第44号【長崎市歴史民俗資料館】
「花の都パリ」。ずいぶん昔から使われているこのフレーズ、最初に言い出したのは一体誰なのかしら? もしや映画のセリフ? 旅行代理店の宣伝文句?いずれにしてもパリにはお似合いの表現ですよね。こんな風に人々が注目する個性的な街には、それにぴったりの代名詞があるようです。長崎でいうならば「異国情緒」とか「港町」といったところですね。(“)神戸にも言えるね!

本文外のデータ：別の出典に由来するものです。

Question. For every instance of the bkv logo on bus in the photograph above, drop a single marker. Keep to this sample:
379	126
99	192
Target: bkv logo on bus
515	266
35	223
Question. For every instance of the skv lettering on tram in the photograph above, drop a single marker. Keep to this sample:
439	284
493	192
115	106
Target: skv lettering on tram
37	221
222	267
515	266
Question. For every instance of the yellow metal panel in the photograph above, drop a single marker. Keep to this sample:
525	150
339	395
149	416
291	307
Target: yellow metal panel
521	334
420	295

実はそんな代名詞で語ることができる長崎は、1570年ポルトガルとの貿易のためにこの街が開港されてからのこと。それじゃあ開港以前の長崎はどんな風で、そもそも長崎のはじまりはいつ頃なのでしょうか? そんな素朴な疑問を抱えて今回行って来たのは「長崎市歴史民俗資料館」(上銭座町)です。(・・)ソンナトコアッタノ?
▲長崎市歴史民俗資料館
(長崎市上銭座町)
長崎市の中心部茂里町(もりまち)にほど近い場所にある「長崎市歴史民俗資料館」。路面電車だと茂里町電停下車、徒歩10分。県営バスは立山行き(目覚経由)に乗り「あじさい荘バス停」で下車、徒歩5分。近くには坂本国際墓地があるので、それを頼りに行くと分かりやすいと思います。(“)人に聞クトイイヨ!

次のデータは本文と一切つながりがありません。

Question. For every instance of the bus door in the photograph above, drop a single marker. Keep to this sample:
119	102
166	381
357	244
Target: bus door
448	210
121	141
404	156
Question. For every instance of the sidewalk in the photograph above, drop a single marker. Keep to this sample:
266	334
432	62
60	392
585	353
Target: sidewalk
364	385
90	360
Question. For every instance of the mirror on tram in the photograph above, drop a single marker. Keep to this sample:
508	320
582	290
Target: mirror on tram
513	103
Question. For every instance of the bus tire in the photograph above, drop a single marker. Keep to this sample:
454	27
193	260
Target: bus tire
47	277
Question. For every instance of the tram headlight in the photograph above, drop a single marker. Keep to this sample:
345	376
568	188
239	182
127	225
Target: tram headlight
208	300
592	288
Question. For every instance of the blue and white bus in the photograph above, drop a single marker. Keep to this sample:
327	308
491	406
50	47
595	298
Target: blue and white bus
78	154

館内には1階は考古資料、2階は農機具や漁具、酒道具などの民俗資料や中国及びポルトガルとの貿易資料、3階は電信機器や電話機器などといったものが展示されています。この館の目的は、長崎の歴史民俗の資料を収集・保存し、調査・研究を行うこと。そして来館者には長崎の歴史の特異性と民俗文化財についての知識と理解を深めてもらうことにあるとか。
▲懐かしさを感じる
昔の生活道具たち
さまざまな展示物の中で私がもっとも驚いたのは、1階に展示されていた、柿泊遺跡(かきどまりいせき)のナイフや矢じりなどの出土品でした。これは市内柿泊町で発掘された約2万年前の旧石器時代のもの。つまりこの時代にはすでに長崎市内には人類が住んでいたという証で、現在もっとも古い長崎市の遺跡といえます。
学芸員の方の話によると、この館では2万年前の柿泊遺跡から現代にいたるまで、いわゆる日本史レベルで系統的に長崎を見渡す事ができるのだそうです。また開港以前の長崎については、長年ただの寒村だったというのが通説だったのが、ここ15年くらいの発掘によって、単なる寒村ではなく、きちんとした町が形成され、なおかつ文化水準も高かったというようなことがわかって来たとか。もちろんその証拠となる陶磁器や室町時代に建立された五輪塔(供養塔)なども展示されています。(°°)ヘエ
▲長崎の近世遺跡から出土
した東南アジアの陶磁器
展示物をじっくり見て行くと、歴史民俗の視点にウエイトをおいているだけあって、江戸期や明治~昭和初期の暮らしの様子などいろんな時代の人々の生活や温もりが伝わってくるようなものが多くあり、面白かったですよ。
ところで「長崎市歴史民俗資料館」は、平成九年に出島から今の場所に移転したのですが、場所的にわかりにくいのと宣伝不足で、来館者がずいぶん少なくなっているというから残念な話です。これを機に、新しい長崎を発見しに出かけてみませんか? ‘ー’)入場無料です!